Gompf’s article eventually made its way to Gina, and helped prompt her to seek out a proper songwriting credit. As D’Angelo set out on the Second Coming Tour, the two agreed to collaborate on getting Gina credited as a co-writer, which entitles Figueroa to claim status as a nominee for Best Record of the Year and Best R&B Song at the 2016 Grammys. According to National Academy of Recording Arts and Sciences (NARAS) policy, in order to submit a correction and claim status as a nominee, “an executive (CEO, president, EVP, SVP A&R, or GM—only) at the nominated recording’s label [must] submit the correction, specifically detailing what was inaccurately submitted or omitted, along with an explanation as to why the error took place and what steps are being taken by the company to correct the mistake.”

The process was laborious, but in collaboration with several members of D’Angelo’s management and legal team, Figueroa and her lawyer submitted her claim. The strict deadline means that Gina’s name will not be read at the telecast tonight, and per NARAS’ restrictive policy, “all official changes to be made will be done after the awards telecast.”

“I’m very thankful to D’Angelo. He creates this incredible musical environment that was able to uplift me.”

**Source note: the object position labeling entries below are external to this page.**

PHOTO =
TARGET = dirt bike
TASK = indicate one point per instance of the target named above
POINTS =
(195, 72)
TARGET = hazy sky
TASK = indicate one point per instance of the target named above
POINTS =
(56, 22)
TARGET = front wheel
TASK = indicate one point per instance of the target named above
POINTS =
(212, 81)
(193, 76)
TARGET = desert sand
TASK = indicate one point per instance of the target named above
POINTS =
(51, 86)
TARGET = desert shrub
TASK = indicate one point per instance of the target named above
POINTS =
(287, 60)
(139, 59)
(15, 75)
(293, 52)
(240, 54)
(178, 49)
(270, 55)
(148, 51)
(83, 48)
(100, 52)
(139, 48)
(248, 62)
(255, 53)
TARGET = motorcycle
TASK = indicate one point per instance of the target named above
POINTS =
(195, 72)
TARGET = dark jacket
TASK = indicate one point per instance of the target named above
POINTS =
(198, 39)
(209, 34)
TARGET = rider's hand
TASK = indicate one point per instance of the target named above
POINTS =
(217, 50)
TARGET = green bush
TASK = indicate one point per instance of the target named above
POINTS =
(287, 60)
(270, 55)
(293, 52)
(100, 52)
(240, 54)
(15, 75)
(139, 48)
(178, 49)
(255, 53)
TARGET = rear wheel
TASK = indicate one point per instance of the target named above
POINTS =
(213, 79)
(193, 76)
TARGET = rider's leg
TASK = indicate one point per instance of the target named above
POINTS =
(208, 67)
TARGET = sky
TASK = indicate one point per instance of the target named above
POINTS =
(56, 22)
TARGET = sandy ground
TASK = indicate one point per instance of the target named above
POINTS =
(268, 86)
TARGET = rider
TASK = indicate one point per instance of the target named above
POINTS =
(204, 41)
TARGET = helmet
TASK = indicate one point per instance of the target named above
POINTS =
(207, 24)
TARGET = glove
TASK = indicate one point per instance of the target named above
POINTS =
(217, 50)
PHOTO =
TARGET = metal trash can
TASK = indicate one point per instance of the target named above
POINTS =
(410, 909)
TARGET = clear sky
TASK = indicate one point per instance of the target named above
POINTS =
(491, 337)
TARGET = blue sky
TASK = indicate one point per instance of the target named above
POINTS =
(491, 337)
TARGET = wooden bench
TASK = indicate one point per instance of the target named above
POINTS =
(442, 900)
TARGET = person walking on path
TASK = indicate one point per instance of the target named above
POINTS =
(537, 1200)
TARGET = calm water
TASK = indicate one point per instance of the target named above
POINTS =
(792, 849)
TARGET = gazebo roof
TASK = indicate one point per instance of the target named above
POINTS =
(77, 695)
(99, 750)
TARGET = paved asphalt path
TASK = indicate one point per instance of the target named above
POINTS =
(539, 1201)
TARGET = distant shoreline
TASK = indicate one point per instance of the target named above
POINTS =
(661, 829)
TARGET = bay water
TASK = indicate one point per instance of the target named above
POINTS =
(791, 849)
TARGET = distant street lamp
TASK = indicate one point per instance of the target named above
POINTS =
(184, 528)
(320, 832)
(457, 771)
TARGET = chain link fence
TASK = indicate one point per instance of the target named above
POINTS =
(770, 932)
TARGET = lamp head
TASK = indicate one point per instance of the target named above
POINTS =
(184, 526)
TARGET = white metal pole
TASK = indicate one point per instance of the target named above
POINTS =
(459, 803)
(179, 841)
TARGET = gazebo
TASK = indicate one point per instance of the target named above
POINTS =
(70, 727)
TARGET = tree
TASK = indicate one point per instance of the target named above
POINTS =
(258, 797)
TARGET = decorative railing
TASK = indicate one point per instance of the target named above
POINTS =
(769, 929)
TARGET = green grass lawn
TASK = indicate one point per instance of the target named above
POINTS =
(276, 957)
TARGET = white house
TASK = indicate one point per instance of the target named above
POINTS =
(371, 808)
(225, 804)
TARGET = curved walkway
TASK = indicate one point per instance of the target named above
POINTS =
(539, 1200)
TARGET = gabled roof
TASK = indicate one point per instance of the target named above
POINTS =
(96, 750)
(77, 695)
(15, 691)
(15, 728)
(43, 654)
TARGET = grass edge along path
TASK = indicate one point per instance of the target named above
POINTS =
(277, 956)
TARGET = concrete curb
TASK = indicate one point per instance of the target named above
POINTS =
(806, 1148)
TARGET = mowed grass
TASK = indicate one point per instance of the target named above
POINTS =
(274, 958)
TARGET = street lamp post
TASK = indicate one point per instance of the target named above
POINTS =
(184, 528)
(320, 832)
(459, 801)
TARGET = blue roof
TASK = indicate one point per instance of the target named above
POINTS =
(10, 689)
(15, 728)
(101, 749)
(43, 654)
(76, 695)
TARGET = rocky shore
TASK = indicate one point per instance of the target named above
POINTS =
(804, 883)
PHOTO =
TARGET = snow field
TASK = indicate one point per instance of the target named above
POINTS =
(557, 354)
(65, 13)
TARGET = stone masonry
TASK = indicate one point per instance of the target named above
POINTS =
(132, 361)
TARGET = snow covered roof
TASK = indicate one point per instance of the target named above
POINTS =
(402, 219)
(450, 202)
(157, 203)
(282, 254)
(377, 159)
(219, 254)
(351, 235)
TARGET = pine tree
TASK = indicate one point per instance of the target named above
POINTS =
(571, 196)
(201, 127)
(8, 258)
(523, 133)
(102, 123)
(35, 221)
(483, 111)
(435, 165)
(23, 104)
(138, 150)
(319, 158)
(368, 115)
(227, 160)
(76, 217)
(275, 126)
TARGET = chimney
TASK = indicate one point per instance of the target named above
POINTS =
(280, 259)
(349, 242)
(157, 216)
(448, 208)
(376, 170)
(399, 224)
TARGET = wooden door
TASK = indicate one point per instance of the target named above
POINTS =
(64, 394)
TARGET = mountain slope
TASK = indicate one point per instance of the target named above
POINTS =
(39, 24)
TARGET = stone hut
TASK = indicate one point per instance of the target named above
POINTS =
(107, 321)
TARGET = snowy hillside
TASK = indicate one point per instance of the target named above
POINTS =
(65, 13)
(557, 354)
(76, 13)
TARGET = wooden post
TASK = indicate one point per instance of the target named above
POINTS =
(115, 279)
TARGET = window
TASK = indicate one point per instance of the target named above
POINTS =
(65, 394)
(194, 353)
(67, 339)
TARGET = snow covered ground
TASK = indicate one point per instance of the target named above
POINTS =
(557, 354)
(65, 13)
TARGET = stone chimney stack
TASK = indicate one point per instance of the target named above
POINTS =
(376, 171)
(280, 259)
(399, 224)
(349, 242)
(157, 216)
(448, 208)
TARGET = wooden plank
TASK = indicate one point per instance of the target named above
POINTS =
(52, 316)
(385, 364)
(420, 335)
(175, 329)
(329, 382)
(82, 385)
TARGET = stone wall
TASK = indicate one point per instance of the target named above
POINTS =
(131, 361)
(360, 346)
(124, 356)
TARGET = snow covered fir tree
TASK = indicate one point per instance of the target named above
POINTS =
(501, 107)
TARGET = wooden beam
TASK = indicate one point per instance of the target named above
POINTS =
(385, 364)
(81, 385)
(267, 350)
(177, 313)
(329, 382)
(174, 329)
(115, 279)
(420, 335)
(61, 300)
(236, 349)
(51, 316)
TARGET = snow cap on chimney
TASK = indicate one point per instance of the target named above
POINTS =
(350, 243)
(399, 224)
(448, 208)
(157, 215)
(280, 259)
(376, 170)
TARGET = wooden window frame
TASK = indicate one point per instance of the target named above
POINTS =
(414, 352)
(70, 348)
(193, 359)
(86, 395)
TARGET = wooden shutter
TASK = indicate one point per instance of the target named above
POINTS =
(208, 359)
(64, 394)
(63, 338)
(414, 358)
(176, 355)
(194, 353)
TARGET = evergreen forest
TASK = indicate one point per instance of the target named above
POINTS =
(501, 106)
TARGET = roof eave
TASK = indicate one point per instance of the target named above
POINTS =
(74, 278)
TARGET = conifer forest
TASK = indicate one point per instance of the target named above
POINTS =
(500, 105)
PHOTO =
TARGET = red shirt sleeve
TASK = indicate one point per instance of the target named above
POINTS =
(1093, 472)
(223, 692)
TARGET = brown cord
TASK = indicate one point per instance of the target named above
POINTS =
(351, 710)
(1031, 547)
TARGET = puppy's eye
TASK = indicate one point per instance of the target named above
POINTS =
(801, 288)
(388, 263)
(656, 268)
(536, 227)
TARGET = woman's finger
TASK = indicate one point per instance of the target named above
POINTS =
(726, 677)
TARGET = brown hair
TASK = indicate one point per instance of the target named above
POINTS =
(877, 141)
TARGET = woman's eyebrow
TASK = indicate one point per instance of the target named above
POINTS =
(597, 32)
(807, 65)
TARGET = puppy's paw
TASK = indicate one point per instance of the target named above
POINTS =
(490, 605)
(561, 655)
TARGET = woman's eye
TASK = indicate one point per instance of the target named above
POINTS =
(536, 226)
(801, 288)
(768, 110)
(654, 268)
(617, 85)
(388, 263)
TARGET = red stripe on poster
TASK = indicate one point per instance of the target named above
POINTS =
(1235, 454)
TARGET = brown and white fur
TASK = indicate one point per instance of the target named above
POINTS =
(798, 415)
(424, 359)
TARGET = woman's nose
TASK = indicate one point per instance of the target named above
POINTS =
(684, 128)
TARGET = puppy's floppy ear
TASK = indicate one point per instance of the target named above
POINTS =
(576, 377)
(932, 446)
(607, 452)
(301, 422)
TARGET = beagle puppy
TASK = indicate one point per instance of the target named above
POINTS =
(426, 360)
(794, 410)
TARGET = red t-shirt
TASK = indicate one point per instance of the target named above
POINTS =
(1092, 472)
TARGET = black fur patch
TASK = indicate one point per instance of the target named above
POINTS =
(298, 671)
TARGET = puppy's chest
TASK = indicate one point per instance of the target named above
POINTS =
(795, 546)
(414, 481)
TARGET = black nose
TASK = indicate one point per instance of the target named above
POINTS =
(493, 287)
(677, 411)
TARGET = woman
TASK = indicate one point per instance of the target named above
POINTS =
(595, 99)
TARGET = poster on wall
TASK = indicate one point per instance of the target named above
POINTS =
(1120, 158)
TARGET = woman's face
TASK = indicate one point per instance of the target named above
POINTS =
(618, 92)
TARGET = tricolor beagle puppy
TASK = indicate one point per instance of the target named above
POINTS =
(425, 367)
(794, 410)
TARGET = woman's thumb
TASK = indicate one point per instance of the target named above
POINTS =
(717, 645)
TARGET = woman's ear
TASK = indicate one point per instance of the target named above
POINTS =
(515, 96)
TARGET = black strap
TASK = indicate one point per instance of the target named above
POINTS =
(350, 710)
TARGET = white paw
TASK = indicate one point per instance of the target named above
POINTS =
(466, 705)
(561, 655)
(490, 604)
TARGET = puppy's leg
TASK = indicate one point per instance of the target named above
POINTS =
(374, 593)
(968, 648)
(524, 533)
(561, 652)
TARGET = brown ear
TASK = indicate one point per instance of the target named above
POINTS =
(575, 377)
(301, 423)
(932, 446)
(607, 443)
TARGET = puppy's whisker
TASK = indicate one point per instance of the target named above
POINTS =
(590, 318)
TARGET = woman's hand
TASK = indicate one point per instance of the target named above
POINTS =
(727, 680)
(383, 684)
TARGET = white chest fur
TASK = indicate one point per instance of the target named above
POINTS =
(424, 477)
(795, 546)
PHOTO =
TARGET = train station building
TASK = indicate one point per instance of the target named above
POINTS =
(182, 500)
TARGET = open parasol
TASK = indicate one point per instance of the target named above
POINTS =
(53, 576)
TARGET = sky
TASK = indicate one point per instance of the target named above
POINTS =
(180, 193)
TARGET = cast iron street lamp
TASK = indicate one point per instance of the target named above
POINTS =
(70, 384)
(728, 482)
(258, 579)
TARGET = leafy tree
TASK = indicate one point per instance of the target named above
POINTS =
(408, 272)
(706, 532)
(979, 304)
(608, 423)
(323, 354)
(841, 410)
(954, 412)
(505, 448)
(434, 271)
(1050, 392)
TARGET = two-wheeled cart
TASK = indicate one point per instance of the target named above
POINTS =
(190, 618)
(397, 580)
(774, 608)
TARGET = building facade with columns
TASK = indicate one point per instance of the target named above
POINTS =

Trade publications and official metadata files must recognize her as a co-writer after the correction is made. Though her name will not be read at the ceremony, Figueroa is grateful for the opportunity she had to make her mark on the album, and for D’Angelo’s artistry. “It’s very bizarre and surreal. Very surreal, and I’m very thankful to D’Angelo. He creates this incredible musical environment that was able to uplift me.”

Over a year after its release, and on the eve of its reckoning at the Grammys, Black Messiah remains a timeless and swirling exercise in political and romantic introspection. Perhaps “Really Love” should be read as the pièce-de-résistance of this triumphant romp in jittery folk-blues and jangly R&B. At a moment when the politics of black self-love (see: the black feminine gospel of Beyoncé’s “Formation,” or the manic cockiness of Kanye West) seem poised to muddle 2016’s pop cultural conversation with half-baked hot takes, “Really Love” rears its head again, almost begging us to remember the deceptive simplicity of love. As Gina intimates when our conversation comes to a close, the story behind “Really Love” is quite pure, despite the song’s searing intro. “There’s that thing of the heart – when hearts love each other, there’s no ocean that could separate them.”

Clarification, 2/19/2016, 10:55 a.m.: This story originally implied that Gina Figueroa made an agreement to record the spoken word introduction for D’Angelo. The post has been updated to reflect that the spoken word intro was improvised and that Figueroa was made aware of its inclusion in the song when Black Messiah was released on December 15, 2014.